Holtgrave, the lead author of the proposal to use the HIV strategy, said he and his fellow framers are trying to recruit support. “It’s better if this is done by the federal government,” he says. “But if it’s not done by the government, perhaps it could be done under the auspices of the National Academy of Medicine. Another possibility could be having a coalition of organizations come together. Or perhaps a major foundation that’s very interested in public health.”

But getting foundation support could be tricky, since taking on an effort that the Trump administration has neglected could be interpreted as opposition or disrespect. As one indicator of how dicey it might be, a spokesperson from one foundation, asked if the organization would take on something like this, asked to stay off the record, and then expressed concerns about appearing to take a political stand close to the election.

To be clear, nonprofits and academic groups have tried to fill the power vacuum. Caitlin Rivers, a senior scholar at the Johns Hopkins Center for Health Security, helped draft a “road map to reopening” put forth in March by the American Enterprise Institute that set out tiered guidance for suppressing cases and opening schools and commerce. Since then, there have been many such proposals, from researchers and organizations. But none of them, she points out, can summon the force that a government initiative would automatically wield. “The drawback is that it’s all dependent on buy-in,” she says. “With the federal government, it’s policy.”

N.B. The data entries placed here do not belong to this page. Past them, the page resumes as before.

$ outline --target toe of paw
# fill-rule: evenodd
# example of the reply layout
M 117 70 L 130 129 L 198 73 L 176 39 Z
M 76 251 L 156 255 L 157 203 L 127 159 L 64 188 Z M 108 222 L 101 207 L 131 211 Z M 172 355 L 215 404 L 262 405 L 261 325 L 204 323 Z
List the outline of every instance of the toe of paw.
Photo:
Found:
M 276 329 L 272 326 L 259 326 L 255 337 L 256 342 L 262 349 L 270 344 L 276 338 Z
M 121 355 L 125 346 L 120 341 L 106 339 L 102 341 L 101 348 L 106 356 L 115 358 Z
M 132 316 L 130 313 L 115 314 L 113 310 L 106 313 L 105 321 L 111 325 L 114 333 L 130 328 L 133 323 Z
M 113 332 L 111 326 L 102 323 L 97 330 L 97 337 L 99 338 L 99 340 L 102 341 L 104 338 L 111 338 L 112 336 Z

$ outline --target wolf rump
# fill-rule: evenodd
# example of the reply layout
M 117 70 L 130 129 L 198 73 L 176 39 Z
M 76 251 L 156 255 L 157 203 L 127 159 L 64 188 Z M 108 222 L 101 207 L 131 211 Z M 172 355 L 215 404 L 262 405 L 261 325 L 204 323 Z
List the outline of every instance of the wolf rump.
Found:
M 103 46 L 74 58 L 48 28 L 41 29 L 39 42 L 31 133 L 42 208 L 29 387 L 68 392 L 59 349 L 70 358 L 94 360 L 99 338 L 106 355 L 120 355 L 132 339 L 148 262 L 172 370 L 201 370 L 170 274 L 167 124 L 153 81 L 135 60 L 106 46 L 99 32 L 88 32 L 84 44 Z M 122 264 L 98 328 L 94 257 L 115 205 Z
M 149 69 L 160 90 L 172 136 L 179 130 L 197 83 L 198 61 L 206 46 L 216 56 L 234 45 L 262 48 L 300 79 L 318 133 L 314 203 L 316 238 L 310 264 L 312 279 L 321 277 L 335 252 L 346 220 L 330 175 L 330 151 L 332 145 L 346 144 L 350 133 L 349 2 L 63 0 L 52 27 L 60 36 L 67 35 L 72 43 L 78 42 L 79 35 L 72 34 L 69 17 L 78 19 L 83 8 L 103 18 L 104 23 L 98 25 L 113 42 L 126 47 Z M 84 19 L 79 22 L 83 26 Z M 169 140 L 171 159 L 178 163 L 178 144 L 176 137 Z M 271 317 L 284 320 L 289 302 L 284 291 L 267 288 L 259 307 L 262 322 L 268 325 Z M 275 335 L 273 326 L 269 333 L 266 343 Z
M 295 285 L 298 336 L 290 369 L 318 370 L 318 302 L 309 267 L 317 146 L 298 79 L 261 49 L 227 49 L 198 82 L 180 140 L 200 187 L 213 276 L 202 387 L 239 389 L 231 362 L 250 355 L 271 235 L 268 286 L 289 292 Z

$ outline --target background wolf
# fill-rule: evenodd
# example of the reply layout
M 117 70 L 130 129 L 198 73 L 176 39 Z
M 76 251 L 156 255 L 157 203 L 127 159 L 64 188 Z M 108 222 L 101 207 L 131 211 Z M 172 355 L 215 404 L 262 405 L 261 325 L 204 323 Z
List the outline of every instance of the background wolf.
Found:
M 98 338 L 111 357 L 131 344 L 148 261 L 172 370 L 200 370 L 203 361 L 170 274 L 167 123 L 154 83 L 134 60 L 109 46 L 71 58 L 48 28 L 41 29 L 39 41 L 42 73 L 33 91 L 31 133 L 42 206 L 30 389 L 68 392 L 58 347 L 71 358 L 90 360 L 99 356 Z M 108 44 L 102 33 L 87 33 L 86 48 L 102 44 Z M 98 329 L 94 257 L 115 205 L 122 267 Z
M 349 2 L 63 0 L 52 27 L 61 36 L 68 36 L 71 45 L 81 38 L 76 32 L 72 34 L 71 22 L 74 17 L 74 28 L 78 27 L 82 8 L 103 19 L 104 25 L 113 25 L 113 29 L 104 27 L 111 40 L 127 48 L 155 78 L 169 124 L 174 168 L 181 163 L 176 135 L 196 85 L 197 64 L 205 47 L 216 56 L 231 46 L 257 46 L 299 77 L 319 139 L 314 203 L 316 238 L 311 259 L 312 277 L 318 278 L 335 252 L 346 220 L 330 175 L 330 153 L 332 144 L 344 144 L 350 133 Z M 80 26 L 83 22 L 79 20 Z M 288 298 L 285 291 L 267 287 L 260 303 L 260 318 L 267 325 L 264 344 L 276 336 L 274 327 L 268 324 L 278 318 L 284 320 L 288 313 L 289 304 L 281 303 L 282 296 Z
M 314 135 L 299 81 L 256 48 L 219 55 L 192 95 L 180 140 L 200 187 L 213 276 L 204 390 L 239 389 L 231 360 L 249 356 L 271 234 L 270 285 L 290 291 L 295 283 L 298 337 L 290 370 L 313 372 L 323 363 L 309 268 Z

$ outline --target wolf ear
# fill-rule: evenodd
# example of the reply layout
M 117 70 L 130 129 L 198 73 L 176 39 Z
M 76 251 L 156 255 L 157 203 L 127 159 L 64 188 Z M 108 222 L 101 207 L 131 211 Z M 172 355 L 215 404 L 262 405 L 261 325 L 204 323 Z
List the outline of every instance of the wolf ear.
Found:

This is the hole at the heart of the US response to Covid-19. Past plans show that a response is possible—but only the force of the federal government can make the implementation of a plan succeed. Without that power, a plan can be written. It can even, as with the state compacts, be implemented. But it will not take care of the entire population, which is the federal government’s job.

“The question we’re really asking is: Can you run a country without the executive branch of the federal government?” Hotez asks. “I don't know. We've never tried that before. But it may be we’re going to find out.”